When prices started to rise in 2021, many economists and policymakers dismissed it as likely short-lived, and the buzzword”transient“became something of a running joke over time and it became clear that inflation had legs.
Michael Devereux, a professor at the Vancouver School of Economics at the University of British Columbia, says another T-word is perhaps more apt to describe the inflationary pressures from where we are now.
“Many of these inflationary factors may be temporary because they are the result of global forces, such as the spike in world food prices following the Russian invasion of Ukraine,” he said in an interview. “We are already seeing some loosening in energy prices … so we are likely to see global inflationary forces subside as we move into the year.”
The cost of raw materials that go into everything from what we eat to the products we buy are rapidly falling, as is the cost of transporting them.
CBC News has reported extensively on the misfortunes of furniture companies, bakeries, retailers and other logistics companies who have been warning for months that significantly higher transport costs lead to higher prices and empty shelves for consumers.
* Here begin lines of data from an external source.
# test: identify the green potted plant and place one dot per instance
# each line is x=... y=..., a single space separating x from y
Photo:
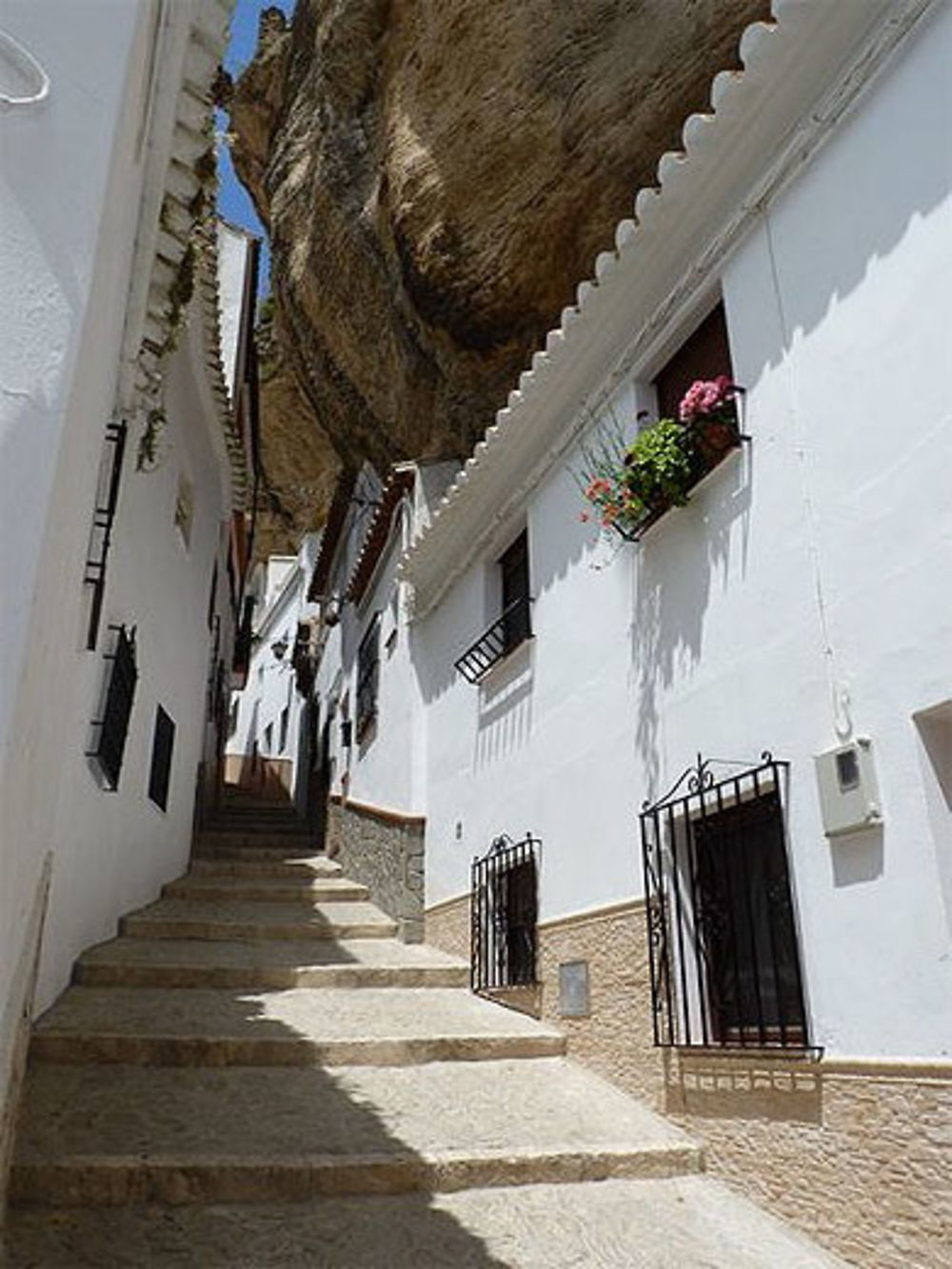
x=658 y=468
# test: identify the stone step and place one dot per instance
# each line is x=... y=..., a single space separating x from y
x=132 y=1135
x=198 y=1027
x=682 y=1222
x=278 y=865
x=185 y=919
x=269 y=963
x=204 y=888
x=272 y=853
x=239 y=837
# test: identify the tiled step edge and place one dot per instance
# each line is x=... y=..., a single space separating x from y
x=103 y=1180
x=251 y=932
x=72 y=1048
x=101 y=974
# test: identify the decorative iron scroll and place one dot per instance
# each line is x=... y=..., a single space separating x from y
x=722 y=926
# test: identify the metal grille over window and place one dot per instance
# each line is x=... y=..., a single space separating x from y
x=723 y=941
x=505 y=911
x=103 y=518
x=367 y=677
x=117 y=707
x=160 y=769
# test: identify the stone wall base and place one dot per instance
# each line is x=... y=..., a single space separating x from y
x=383 y=850
x=856 y=1153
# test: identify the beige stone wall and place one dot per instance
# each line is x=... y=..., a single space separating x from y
x=447 y=926
x=383 y=850
x=267 y=777
x=859 y=1154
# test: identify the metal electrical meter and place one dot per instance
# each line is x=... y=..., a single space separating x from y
x=849 y=795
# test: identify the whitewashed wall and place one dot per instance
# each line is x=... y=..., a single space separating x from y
x=809 y=568
x=270 y=681
x=113 y=850
x=69 y=198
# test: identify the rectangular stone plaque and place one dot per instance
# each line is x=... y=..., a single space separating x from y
x=574 y=989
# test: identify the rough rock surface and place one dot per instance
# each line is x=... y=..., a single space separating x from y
x=437 y=176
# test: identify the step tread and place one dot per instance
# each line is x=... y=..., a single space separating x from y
x=267 y=888
x=295 y=1014
x=327 y=915
x=272 y=953
x=503 y=1107
x=682 y=1222
x=277 y=865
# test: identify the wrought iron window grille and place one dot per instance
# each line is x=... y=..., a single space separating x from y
x=722 y=928
x=367 y=677
x=120 y=694
x=505 y=914
x=102 y=530
x=510 y=628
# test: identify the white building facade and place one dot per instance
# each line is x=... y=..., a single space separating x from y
x=582 y=689
x=126 y=472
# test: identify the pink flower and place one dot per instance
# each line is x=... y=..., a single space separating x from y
x=704 y=396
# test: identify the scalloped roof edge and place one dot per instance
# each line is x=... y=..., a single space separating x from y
x=838 y=62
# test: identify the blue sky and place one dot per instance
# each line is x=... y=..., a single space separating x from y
x=234 y=203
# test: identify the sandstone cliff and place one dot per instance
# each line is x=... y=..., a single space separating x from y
x=437 y=176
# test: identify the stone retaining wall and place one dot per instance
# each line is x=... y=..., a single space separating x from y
x=383 y=850
x=857 y=1153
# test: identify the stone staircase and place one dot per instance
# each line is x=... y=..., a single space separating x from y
x=257 y=1073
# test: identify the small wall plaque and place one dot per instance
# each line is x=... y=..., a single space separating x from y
x=574 y=989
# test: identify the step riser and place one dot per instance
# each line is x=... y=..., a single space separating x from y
x=82 y=1050
x=250 y=932
x=278 y=979
x=284 y=867
x=103 y=1183
x=269 y=854
x=208 y=892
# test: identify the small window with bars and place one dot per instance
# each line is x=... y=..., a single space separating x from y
x=368 y=678
x=160 y=768
x=723 y=938
x=112 y=727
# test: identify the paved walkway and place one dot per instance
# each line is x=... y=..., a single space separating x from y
x=258 y=1074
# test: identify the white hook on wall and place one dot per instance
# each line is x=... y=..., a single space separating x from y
x=30 y=68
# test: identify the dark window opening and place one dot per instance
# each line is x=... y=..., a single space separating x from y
x=160 y=768
x=723 y=942
x=514 y=576
x=117 y=708
x=103 y=519
x=704 y=355
x=506 y=915
x=212 y=597
x=367 y=677
x=514 y=624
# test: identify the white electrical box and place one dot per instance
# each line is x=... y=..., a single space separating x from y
x=849 y=796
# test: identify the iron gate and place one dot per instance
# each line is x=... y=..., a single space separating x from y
x=723 y=942
x=505 y=911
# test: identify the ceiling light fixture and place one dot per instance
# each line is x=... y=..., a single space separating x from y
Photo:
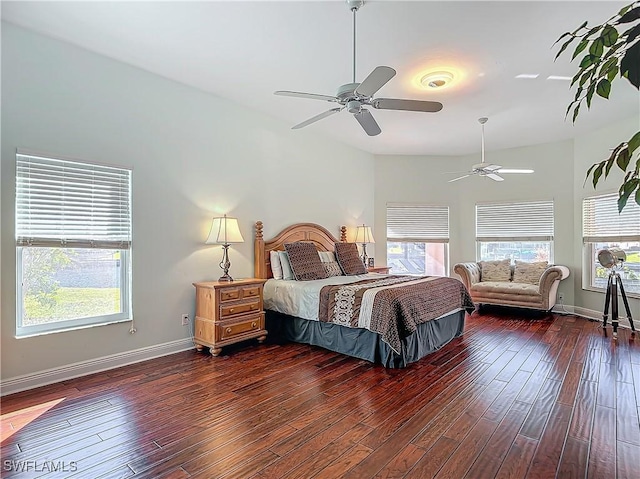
x=436 y=79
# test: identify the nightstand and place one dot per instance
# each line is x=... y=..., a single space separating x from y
x=378 y=269
x=228 y=312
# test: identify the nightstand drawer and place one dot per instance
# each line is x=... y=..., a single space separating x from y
x=228 y=330
x=251 y=291
x=250 y=306
x=229 y=294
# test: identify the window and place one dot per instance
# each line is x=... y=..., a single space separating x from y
x=518 y=231
x=73 y=243
x=418 y=239
x=602 y=228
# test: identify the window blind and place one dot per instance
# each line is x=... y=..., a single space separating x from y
x=420 y=223
x=602 y=223
x=527 y=221
x=69 y=203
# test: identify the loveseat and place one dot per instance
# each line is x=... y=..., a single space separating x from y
x=523 y=285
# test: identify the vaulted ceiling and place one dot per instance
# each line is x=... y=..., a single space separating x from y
x=244 y=51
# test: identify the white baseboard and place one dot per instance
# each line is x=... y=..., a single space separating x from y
x=592 y=314
x=83 y=368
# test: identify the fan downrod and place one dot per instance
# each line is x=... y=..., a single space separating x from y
x=354 y=4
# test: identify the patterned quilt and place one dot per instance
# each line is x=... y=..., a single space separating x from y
x=393 y=306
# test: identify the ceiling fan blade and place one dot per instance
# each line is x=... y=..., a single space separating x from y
x=408 y=105
x=366 y=120
x=514 y=170
x=316 y=118
x=376 y=80
x=312 y=96
x=494 y=177
x=459 y=178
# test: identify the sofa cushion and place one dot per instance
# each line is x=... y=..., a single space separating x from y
x=529 y=273
x=495 y=270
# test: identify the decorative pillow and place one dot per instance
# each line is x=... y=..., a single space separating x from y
x=332 y=268
x=350 y=262
x=305 y=261
x=276 y=265
x=327 y=256
x=529 y=273
x=495 y=270
x=287 y=272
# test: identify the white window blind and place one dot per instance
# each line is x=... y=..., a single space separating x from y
x=420 y=223
x=527 y=221
x=70 y=203
x=602 y=223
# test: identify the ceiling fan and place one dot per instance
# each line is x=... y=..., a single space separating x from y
x=355 y=96
x=487 y=169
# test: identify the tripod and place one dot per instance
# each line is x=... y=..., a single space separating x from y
x=613 y=284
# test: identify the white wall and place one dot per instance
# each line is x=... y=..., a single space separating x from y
x=193 y=156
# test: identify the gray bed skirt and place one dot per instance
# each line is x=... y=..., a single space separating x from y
x=363 y=344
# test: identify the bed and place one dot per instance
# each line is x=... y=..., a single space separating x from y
x=388 y=335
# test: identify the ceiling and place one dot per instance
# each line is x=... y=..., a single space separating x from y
x=244 y=51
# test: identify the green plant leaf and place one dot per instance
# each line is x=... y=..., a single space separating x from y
x=597 y=173
x=585 y=76
x=623 y=159
x=579 y=28
x=630 y=16
x=630 y=65
x=608 y=65
x=609 y=36
x=624 y=10
x=625 y=191
x=581 y=46
x=604 y=88
x=590 y=92
x=597 y=47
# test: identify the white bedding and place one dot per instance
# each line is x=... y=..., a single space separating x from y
x=302 y=298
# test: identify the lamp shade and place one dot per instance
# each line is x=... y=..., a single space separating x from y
x=364 y=235
x=224 y=230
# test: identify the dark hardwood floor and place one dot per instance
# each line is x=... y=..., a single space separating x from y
x=514 y=397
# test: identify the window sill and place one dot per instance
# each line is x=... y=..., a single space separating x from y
x=32 y=334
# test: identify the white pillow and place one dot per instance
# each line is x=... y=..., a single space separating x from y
x=327 y=256
x=276 y=265
x=287 y=272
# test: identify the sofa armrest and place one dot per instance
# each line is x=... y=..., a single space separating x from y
x=469 y=272
x=552 y=274
x=549 y=282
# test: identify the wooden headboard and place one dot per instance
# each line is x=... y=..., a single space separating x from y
x=316 y=234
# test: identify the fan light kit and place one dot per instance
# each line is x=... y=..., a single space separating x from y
x=436 y=79
x=487 y=169
x=355 y=96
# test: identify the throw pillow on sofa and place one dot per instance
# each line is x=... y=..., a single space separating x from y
x=529 y=273
x=495 y=270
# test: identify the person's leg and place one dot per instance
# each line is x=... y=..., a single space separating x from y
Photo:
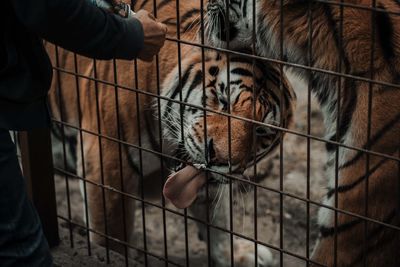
x=22 y=242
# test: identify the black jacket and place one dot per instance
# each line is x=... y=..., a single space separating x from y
x=25 y=69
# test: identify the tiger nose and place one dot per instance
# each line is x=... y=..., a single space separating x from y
x=211 y=151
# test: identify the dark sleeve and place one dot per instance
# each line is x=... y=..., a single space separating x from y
x=81 y=27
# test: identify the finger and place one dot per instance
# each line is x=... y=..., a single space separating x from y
x=163 y=27
x=147 y=58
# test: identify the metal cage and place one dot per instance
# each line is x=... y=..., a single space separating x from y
x=286 y=202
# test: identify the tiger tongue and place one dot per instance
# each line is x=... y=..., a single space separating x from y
x=181 y=187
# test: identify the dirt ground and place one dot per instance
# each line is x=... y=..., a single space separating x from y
x=268 y=217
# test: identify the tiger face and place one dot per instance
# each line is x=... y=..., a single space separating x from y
x=236 y=29
x=210 y=136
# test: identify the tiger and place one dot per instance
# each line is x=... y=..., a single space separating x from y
x=108 y=108
x=354 y=42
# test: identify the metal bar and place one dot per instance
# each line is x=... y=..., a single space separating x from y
x=37 y=165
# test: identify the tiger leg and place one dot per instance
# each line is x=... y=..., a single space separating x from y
x=106 y=208
x=220 y=241
x=357 y=240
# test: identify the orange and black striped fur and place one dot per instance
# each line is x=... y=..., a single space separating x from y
x=358 y=43
x=97 y=107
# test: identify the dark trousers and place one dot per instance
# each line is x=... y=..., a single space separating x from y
x=22 y=242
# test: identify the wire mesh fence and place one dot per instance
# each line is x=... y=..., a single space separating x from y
x=219 y=96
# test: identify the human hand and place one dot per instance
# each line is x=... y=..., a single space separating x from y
x=154 y=35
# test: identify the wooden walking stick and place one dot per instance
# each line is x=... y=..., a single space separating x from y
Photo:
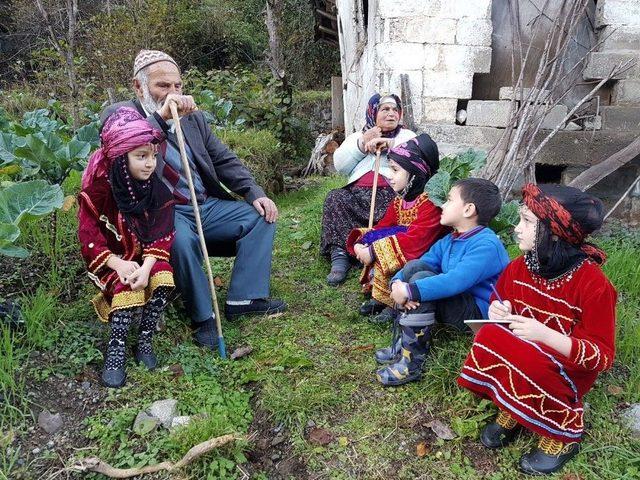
x=196 y=212
x=376 y=172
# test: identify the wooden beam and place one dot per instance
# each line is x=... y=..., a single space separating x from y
x=328 y=15
x=328 y=31
x=337 y=104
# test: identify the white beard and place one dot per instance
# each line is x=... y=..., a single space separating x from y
x=150 y=104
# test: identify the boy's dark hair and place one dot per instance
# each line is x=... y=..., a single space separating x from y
x=483 y=194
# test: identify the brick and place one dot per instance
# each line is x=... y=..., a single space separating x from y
x=593 y=123
x=617 y=12
x=464 y=8
x=600 y=64
x=619 y=37
x=620 y=118
x=439 y=110
x=424 y=29
x=400 y=8
x=555 y=117
x=473 y=31
x=465 y=59
x=626 y=91
x=488 y=113
x=400 y=56
x=390 y=82
x=447 y=84
x=507 y=93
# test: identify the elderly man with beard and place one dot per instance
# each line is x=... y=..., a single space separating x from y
x=248 y=226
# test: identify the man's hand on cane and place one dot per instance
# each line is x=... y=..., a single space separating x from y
x=185 y=103
x=266 y=208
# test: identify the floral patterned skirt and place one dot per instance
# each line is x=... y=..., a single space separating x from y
x=348 y=208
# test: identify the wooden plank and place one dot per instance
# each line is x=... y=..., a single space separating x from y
x=337 y=104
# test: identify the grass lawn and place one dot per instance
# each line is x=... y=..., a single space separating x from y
x=305 y=397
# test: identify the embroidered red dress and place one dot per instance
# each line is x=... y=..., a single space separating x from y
x=422 y=221
x=541 y=388
x=103 y=232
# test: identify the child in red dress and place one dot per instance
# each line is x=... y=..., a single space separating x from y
x=408 y=228
x=560 y=309
x=125 y=232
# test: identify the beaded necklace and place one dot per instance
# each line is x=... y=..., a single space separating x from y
x=551 y=283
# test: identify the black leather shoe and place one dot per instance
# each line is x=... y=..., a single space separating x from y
x=385 y=316
x=205 y=334
x=337 y=276
x=496 y=436
x=114 y=378
x=149 y=360
x=260 y=306
x=537 y=462
x=371 y=307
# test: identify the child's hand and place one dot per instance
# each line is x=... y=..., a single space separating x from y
x=528 y=328
x=363 y=254
x=499 y=310
x=377 y=144
x=411 y=305
x=124 y=268
x=139 y=279
x=399 y=293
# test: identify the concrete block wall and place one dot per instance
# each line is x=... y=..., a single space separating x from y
x=618 y=29
x=439 y=44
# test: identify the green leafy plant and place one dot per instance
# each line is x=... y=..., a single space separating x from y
x=41 y=146
x=452 y=169
x=217 y=111
x=463 y=165
x=20 y=201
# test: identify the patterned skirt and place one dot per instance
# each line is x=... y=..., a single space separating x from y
x=540 y=390
x=348 y=208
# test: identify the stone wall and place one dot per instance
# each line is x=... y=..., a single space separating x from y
x=439 y=44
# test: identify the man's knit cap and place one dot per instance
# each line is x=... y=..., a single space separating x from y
x=149 y=57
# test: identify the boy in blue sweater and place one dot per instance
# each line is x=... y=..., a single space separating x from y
x=448 y=284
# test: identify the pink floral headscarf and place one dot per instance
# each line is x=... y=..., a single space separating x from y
x=124 y=130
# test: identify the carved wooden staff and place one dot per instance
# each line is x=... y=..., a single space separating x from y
x=196 y=212
x=376 y=172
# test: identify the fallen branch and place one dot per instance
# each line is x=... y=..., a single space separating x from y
x=94 y=464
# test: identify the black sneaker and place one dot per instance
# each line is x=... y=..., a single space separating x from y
x=260 y=306
x=538 y=462
x=205 y=334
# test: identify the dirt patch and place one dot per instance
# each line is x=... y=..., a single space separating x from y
x=74 y=399
x=271 y=450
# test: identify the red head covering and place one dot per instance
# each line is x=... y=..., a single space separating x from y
x=124 y=130
x=570 y=214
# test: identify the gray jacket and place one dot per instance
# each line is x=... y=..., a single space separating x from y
x=217 y=165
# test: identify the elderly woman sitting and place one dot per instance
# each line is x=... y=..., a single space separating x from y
x=348 y=207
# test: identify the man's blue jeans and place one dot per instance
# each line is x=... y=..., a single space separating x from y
x=222 y=221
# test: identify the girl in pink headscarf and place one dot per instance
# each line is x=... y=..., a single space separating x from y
x=125 y=232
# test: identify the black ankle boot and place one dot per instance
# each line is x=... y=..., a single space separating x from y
x=340 y=266
x=391 y=354
x=114 y=374
x=548 y=457
x=416 y=342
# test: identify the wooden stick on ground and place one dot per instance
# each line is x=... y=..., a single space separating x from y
x=94 y=464
x=196 y=212
x=376 y=172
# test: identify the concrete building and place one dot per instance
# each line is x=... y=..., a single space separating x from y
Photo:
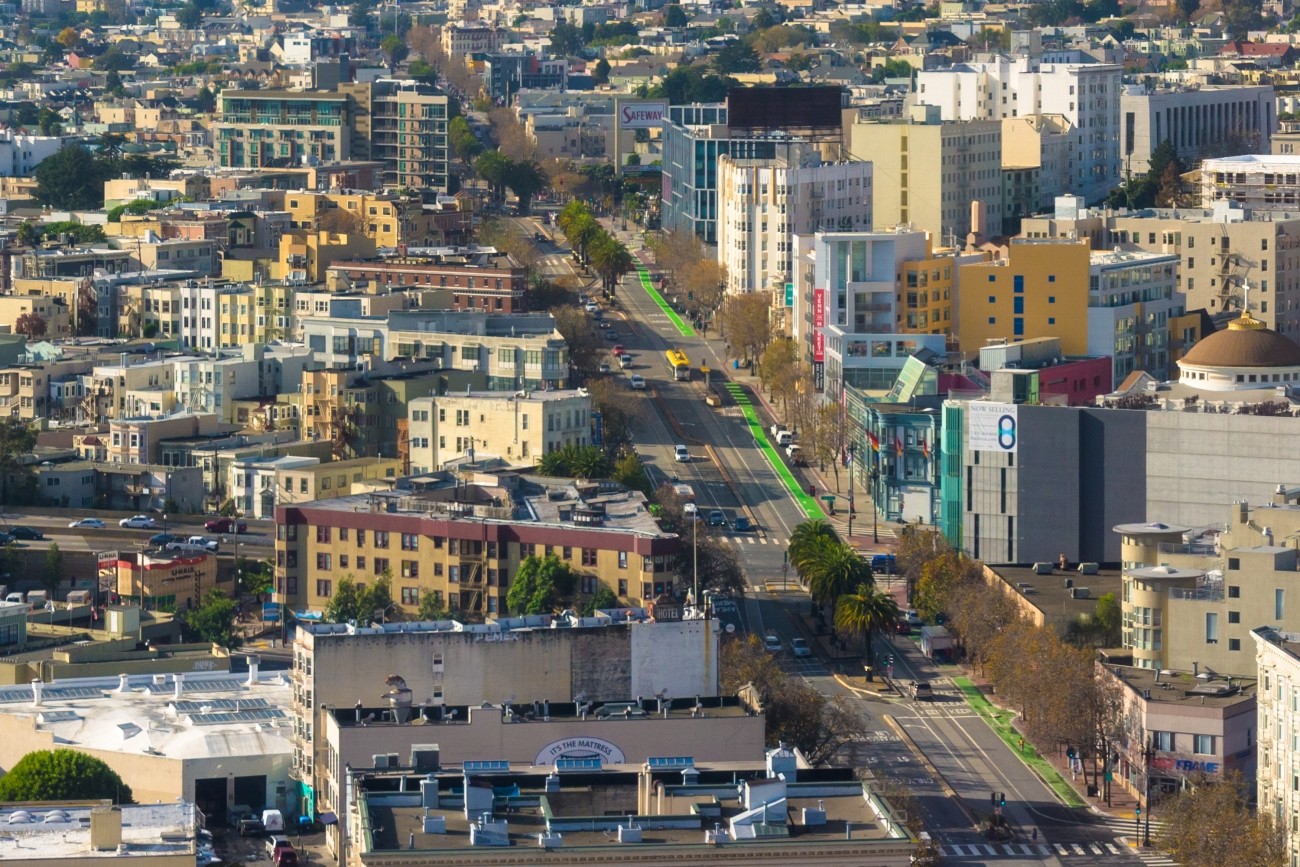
x=609 y=536
x=762 y=204
x=1218 y=248
x=846 y=308
x=1260 y=182
x=1278 y=662
x=930 y=172
x=445 y=666
x=519 y=428
x=1203 y=121
x=1086 y=94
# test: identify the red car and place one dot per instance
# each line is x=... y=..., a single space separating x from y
x=225 y=525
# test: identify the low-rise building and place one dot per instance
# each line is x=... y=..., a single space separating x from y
x=516 y=427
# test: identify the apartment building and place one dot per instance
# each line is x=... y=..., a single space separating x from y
x=1218 y=248
x=1067 y=83
x=515 y=351
x=762 y=204
x=1277 y=655
x=475 y=277
x=928 y=173
x=1260 y=182
x=1203 y=121
x=846 y=313
x=519 y=428
x=451 y=538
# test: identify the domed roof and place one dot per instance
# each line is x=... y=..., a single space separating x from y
x=1246 y=343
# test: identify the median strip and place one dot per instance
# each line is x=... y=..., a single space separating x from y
x=646 y=284
x=783 y=472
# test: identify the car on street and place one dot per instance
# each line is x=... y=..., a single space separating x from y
x=138 y=523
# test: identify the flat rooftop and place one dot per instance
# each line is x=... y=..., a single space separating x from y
x=63 y=831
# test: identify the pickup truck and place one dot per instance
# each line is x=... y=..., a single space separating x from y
x=195 y=545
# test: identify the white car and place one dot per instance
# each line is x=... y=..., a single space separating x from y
x=138 y=523
x=89 y=524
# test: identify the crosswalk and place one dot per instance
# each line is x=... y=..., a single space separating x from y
x=1062 y=850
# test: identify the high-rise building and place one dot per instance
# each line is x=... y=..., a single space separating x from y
x=1065 y=83
x=762 y=204
x=927 y=172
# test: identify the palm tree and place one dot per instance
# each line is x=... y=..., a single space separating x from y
x=836 y=571
x=865 y=611
x=805 y=537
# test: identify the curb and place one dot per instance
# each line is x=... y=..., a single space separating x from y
x=939 y=777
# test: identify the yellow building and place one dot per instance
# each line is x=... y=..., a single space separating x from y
x=306 y=255
x=1039 y=290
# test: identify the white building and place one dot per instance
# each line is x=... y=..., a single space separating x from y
x=762 y=204
x=1255 y=181
x=1277 y=657
x=997 y=86
x=252 y=482
x=516 y=427
x=1131 y=297
x=845 y=316
x=20 y=155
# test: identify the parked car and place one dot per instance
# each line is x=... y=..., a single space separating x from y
x=139 y=523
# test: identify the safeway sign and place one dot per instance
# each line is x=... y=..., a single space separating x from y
x=641 y=116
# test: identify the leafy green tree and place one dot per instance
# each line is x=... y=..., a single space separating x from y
x=538 y=585
x=63 y=775
x=865 y=612
x=52 y=568
x=72 y=180
x=213 y=621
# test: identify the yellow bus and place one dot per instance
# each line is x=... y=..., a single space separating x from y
x=679 y=363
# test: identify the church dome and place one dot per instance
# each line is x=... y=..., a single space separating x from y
x=1246 y=343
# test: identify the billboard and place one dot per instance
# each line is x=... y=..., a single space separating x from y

But a closely watched metric for global maritime trade suggests the stalemate there too may have broken.
Freightos, which tracks the global shipping industry, says huge freighters that carry just about every consumer good are once again departing at less than full capacity, a clear sign that demand is starting finally to decline.
“The additional space available, particularly from China to the United States, has driven prices down significantly since early May,” the company’s head of research, Judah Levine, told CBC News in an e-mail. -mail.
The price to ship a 12-meter sea container from Asia to the West Coast of the United States was US$7,271 last week. That’s more than half down from the more than US$16,000 it would have cost to ship just two months ago — and more than US$20,000 last September.
“The decline in consumer demand is expected to kick-start the decongestion process that has caused delays and contributed to high freight rates,” Levine said.
reason to hope
If the wind is blowing on shipping costs, that’s another reason to expect consumer-level prices to start recovering soon. Because while the official inflation rate is quite likely to rise from its already high level in the coming months, it is mainly because comparisons with the situation a year ago are so dramatic.
Recall that the summer of 2021 again saw much of the country in lockdown, with most people unvaccinated and many sectors of the economy in deep freeze. Compared to this, the annual inflation rate looks even higher than it actually looks.
But mounting evidence suggests that many of the causes of the acute inflationary pinch Canadians began to feel in early 2022 may already be in the rearview mirror.
Claire Fan, an economist at RBC, says the ongoing slowdown in the Canadian housing market will soon help bring down the rate of inflation, as lower sales and prices will drive down the amount spent on commissions from real estate agents. . Spending on buying a home fell last month on a year-over-year basis for the first time since last summer, she notes.
Combine that with what’s happening at the gas station and the grocery store, and it all adds up to a recipe for an inflation rate that may have already turned the corner.
“It really takes a little less aggregate consumer demand to bring down a lot of inflation,” she said. “We see this in producer prices and it’s going to take time to trickle down to retail prices…but that’s indeed what we expect.”